試合後の会見でティアフォーは「今、いろいろな感情があるよ。正直なところ、僕はベストプレーヤーとプレーできること、そしてグランドスラムで勝つことができることを証明できた。僕が最高のプレーをするとき、何ができるかは誰もが知っていると思うんだ。でも、そのような選手の1人になること、そしてコンスタントに勝利することがどれだけ凄いなことなのかはわかっている。もちろん、これまでのキャリアでは良いプレーが散発的で、一時的に調子を崩すこともあった。でも、僕は常に世界のトッププレーヤーと戦ってきたんだ。今、僕はそれをコンスタントに続けていて、もっと簡単に相手を倒せるようになってきている。次のステップに進む準備はできている。今のランキングは、正直言ってただの数字だと思う。誰と対戦するかなんて、本当にどうでもいいんだ。どんな試合でも勝てるような気がするからね」と自信を語った。
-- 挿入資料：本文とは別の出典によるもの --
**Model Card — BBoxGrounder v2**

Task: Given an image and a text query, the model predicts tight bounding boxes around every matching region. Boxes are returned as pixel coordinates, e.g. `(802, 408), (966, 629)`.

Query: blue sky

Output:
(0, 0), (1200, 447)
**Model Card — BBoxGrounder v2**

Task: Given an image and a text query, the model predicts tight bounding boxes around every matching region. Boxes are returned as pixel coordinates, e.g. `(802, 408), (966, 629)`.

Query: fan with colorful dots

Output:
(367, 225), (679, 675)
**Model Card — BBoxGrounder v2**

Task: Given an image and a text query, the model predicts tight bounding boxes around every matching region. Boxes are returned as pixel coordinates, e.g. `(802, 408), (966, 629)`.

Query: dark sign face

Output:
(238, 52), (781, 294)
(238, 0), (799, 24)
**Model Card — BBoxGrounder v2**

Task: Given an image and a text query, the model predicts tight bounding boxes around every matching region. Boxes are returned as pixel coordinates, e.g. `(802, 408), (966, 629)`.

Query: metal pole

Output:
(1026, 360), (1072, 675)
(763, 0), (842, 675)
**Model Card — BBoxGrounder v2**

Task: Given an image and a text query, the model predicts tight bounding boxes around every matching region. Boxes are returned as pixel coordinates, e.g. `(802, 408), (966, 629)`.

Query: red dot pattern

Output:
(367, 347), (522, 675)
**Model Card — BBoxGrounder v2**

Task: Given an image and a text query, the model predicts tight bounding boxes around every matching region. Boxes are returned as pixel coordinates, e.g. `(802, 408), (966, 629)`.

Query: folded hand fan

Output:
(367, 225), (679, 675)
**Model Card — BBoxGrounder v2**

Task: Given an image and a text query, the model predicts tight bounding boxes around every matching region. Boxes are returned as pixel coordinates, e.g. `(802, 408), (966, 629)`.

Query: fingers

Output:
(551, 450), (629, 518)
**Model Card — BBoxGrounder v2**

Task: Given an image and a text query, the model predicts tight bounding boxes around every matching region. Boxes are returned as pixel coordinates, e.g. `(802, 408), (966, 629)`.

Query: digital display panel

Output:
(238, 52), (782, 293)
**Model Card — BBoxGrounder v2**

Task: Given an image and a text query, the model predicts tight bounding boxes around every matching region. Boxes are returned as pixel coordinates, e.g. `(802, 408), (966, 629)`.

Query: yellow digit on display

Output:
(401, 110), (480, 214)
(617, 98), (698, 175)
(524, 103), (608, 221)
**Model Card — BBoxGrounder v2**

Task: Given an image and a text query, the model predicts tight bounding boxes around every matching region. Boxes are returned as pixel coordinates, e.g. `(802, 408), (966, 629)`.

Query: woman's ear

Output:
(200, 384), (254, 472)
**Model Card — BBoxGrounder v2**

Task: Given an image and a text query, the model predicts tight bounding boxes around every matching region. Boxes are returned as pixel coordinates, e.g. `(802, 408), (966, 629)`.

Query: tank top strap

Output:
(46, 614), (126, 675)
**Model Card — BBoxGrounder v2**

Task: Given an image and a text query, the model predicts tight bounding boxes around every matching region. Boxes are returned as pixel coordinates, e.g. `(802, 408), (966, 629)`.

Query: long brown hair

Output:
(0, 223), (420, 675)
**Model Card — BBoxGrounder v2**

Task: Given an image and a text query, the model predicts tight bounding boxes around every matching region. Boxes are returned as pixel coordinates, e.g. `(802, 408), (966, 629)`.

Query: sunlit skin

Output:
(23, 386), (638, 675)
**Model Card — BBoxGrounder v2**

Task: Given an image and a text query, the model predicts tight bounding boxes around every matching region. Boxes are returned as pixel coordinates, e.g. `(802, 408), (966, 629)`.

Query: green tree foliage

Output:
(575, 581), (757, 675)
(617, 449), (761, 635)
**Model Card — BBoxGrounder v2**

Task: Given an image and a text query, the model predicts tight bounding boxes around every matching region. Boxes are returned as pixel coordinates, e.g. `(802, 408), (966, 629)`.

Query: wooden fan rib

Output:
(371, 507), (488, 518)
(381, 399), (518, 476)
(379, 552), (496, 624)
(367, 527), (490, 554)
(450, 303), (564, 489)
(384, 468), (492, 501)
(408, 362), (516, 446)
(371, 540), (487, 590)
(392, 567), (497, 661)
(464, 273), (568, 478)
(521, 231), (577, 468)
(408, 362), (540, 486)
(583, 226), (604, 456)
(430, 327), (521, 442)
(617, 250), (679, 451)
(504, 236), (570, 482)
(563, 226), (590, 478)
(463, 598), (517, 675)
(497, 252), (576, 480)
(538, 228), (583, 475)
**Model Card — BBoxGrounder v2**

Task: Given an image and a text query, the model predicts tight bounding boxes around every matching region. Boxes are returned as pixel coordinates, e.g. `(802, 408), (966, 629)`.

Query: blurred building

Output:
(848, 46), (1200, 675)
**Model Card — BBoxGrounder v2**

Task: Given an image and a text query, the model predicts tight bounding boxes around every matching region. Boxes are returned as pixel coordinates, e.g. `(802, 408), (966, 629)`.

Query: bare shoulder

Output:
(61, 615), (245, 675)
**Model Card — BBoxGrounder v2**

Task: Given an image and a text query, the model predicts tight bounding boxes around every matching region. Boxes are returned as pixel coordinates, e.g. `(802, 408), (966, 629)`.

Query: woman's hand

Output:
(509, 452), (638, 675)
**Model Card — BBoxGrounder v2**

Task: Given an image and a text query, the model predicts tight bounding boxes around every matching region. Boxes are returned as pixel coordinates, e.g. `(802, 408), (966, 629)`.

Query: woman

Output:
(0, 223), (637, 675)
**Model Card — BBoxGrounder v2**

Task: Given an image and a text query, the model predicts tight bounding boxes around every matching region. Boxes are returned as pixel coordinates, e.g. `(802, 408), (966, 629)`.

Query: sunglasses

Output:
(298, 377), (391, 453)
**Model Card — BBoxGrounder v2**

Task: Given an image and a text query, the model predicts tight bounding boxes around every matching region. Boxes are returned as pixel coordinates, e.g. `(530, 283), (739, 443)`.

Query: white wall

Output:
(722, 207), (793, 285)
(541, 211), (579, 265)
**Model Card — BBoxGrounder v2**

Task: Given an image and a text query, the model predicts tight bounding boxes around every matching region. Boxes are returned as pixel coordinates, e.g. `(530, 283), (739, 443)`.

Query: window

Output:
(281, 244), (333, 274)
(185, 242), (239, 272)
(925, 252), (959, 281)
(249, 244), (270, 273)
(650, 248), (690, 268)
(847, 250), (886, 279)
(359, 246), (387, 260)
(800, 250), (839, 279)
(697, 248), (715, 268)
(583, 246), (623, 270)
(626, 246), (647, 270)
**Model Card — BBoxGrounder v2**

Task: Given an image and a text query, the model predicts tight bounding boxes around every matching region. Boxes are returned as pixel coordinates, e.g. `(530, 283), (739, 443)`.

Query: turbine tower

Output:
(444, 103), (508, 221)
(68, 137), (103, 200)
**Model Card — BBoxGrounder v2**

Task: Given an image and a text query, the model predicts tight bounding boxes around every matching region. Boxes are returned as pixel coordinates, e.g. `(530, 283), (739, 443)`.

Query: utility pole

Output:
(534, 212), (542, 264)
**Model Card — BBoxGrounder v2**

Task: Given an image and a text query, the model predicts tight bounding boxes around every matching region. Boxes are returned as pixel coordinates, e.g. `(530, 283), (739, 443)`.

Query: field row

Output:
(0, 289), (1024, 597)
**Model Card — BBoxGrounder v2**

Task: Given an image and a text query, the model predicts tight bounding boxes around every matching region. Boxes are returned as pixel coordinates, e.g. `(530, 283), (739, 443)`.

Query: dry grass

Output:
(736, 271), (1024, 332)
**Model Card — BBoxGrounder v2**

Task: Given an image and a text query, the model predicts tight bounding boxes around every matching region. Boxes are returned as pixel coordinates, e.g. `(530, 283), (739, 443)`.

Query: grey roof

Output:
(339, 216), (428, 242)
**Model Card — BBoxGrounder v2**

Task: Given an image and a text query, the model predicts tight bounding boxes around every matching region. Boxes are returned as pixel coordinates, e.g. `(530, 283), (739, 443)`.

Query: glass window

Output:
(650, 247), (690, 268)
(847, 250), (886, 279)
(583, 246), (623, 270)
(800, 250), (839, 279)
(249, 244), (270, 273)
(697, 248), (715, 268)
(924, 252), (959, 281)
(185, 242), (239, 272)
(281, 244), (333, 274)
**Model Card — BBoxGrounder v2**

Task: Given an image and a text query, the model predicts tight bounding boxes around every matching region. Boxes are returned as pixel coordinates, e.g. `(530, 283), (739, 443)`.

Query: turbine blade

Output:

また、優勝のための努力や過程を考えことについて、自身の心境の変化も口にした。

「そのプロセスが好きになった。より多くのハードワークをこなすようになったんだ。よりスマートに仕事をし、より理解するようになった。いつも一生懸命やっているけど、自分の弱点をもっと強くして、自分のゲームをもっと分解して、また試合の勉強をするようになったんだ。若いころは、試合のことだけをよく勉強していた。今は自分の弱点を改善し、より良くなるよう努力し続けるだけだ。2週間をこの大会で過ごすというのは、世界で1番タフなことだといつも思っている。ここまでくると、2週間の間にどれだけ休息が大切か、よくわかる。今回、1度も外食に行かなかったんだ。ただ休んでいるだけ。しんどいよ。もし、日曜日(決勝)にプレーしなければならないのなら、もっと体力が出てくるんだけどね。でも、2週間、何試合も戦うというのは簡単なことではない。タフなテストだね」

ティアフォーは今大会、D・シュワルツマン(アルゼンチン)R・ナダル(スペイン)A・ルブレフらを下し4強入り。自身より上の世界ランクの選手を倒し、初のベスト4に駒を進める結果となった。この約2週間の激闘について、最後に実感と感想を述べた。

「正直なところ、まだ実感がわかないんだ。でも、僕の人生で最もクレイジーな2週間だった。そうだね、人生で最もクレイジーな2週間。夢にまで見たことだ。でも、少し足りなかった。ラファ(ナダル)を破ったこと。僕は今年のグランドスラムでラファを破った唯一の選手なんだ。彼は世界1位の座を争っているから、それを封じることができたんだ。けど、グランドスラムで彼に勝ったというだけなのも事実。グランドスラムで彼に勝つのは簡単なことではないけど、ここニューヨークで、みんなの前で初めて彼を倒し、その意味を理解するのはクレイジーなことだったね」

「(アルカラスは)世界でもトップクラスの選手であることは間違いない。彼はとても若いし、とてもハードにボールを打つ。正直なところ、彼ほど動きのいい選手とは対戦したことがないんだ。彼は頂点に到達している。彼がどうやってポイントを伸ばしているのか、信じられないよ。とんでもない選手だ。長い間、他の選手にとって問題であり続けるだろうね。もう1度言うけど、僕にはチャンスがあった。チャンスもあったけど、でも、あの若さで大事な場面であれだけ冷静でいられるなんて脱帽だし、尊敬しているよ」

ティアフォーをフルセットで退けた19歳のアルカラスは四大大会初制覇をかけて、第5シードのC・ルード(ノルウェー)と対戦する。ルードは準決勝で第27シードのK・ハチャノフを下しての勝ち上がり。

また、この決勝戦で勝利した選手が次週世界ランク1位に輝くことが確定。アルカラスが1位となった場合は、2001年にL・ヒューイット(オーストラリア)が打ち立てた記録を破り、史上最年少での1位となる。またルードが1位となればノルウェー人として初めて王座につくことになる。